This followed an interim order issued by a South African court stopping President al-Bashir from leaving the country. The Pretoria High Court says Mr Bashir must stay until it rules on Monday on whether he should be handed over to the International Criminal Court (ICC). President Bashir is in Johannesburg for an African Union (AU) summit.
SERAP in a statement by its executive director Adetokunbo Mumuni said that, “What we have in South Africa is a Pinochet opportunity that African leaders must not miss to demonstrate the AU’s strong commitment and support towards ending impunity for genocide, crimes against humanity, war crimes, torture and other serious crimes under international law.”

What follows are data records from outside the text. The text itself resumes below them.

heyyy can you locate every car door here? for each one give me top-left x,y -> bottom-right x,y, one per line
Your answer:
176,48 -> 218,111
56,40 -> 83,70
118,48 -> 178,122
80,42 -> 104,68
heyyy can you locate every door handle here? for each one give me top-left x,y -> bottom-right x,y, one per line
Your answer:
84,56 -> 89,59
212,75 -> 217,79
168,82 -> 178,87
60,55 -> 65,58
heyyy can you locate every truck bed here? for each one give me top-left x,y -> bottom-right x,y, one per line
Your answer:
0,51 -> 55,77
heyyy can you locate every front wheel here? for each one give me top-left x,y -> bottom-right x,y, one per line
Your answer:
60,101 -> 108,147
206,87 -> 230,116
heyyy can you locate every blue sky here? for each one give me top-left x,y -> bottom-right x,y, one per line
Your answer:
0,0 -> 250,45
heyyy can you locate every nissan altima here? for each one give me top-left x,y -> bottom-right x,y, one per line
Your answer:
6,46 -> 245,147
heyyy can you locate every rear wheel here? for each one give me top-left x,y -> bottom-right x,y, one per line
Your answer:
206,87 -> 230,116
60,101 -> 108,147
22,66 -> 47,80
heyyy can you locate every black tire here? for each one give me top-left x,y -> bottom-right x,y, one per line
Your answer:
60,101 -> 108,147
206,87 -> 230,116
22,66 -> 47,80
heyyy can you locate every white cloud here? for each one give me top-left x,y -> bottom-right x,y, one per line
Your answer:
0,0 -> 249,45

“President Bashir is a fugitive from international justice who has regrettably been allowed to participate and enjoy significant political support during recent AU summits. He has also been able to conduct official visits to a number of states without being arrested. Now is the time for African leaders to show that the continent will no longer be safe havens to persons accused of crimes under international law,” the organisation also said.

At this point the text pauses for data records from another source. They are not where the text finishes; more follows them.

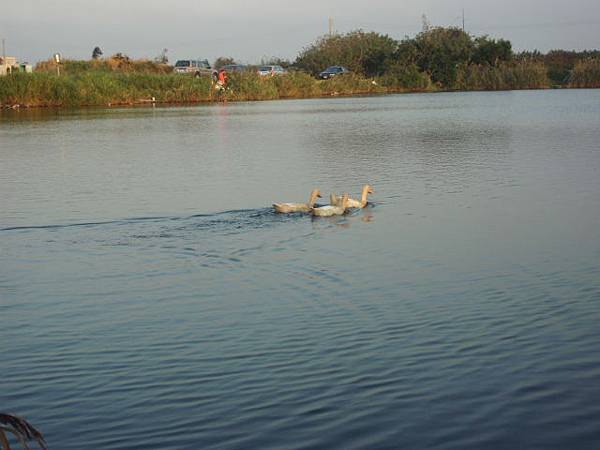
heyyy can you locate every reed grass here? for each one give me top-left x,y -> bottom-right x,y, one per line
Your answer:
0,60 -> 564,108
36,57 -> 172,75
569,58 -> 600,88
455,61 -> 550,91
0,72 -> 215,107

The organisation called on “the AU leaders including Nigeria’s President Muhammadu Buhari to strongly oppose any initiative that seeks to undermine international justice, and to publicly back the calls for President al-Bashir to be transferred to the ICC.”
“There is absolutely no legal basis for the AU leaders to refuse to comply with their obligations under the Rome Statute of the ICC as heads of state or other state officials cannot claim immunity for crimes under international law before international criminal courts. This legal position has been well established by the Special Court for Sierra Leone, the International Criminal Tribunal for the former Yugoslavia and the International Criminal Court,” the organisation argued.
According to the organisation, “The AU leaders should also be mindful of their obligation to cooperate fully in arresting President al-Bashir, in particular under the Rome Statute and the United Nations Security Council Resolution 1593 (2005). Allowing President al-Bashir to travel back to Sudan would be a fundamental breach of this obligation, and send damaging signals to the victims of international crimes in Darfur and elsewhere, and seriously undermine the AU’s credibility on issues of human rights and justice.”